Hubo murmullos de aprobación, pero algunos, como Gregor y Klaus, sacudieron la cabeza y Melchior Metzger, envejecido de pronto, se sentó en el suelo con expresión sombría en el rostro.

—¿Pero adónde iremos? —preguntó Jakob Becker—. La peste nos rodea. Está en Suiza y también en Viena, en Eriburgo, en Munich, en…

Dietrich lo detuvo antes de que pudiera enumerar el mundo entero.

—Id al sudeste, al pie de las montañas —dijo—. Evitad los pueblos y ciudades.
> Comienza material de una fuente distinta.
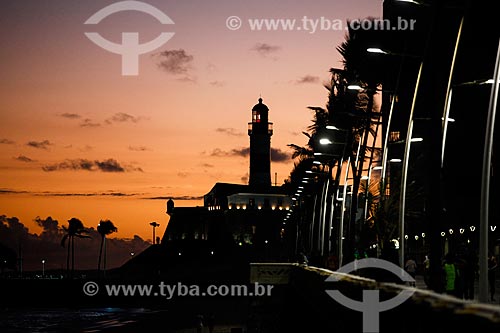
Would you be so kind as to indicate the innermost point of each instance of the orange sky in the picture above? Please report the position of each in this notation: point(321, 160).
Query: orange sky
point(79, 139)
Construid refugios en el bosque, mantened hogueras encendidas y quedaos cerca de ellas. Llevaos harina y viandas para comer. Joachim, tú irás con ellos.

El joven monje lo miró con la boca abierta.

—Pero… ¿Qué sé yo del bosque?

—Lueter Holzhacker conoce el bosque. Y Gerlach Jaeger lo ha recorrido cazando ciervos y lobos.

Jaeger, que estaba un poco apartado del grupo cortando un pedazo de madera con un cuchillo, alzó la cabeza y escupió.

—Yo solo —dijo, y siguió cortando.

Todos se miraron. Aquellos cuya sangre albergaba las pequeñas-vidas, pero que aún no habían caído enfermos, agacharon la cabeza, y unos cuantos se levantaron y se marcharon. Gregor Mauer se encogió de hombros y miró a Klaus, quien extendió el brazo al estilo krenk.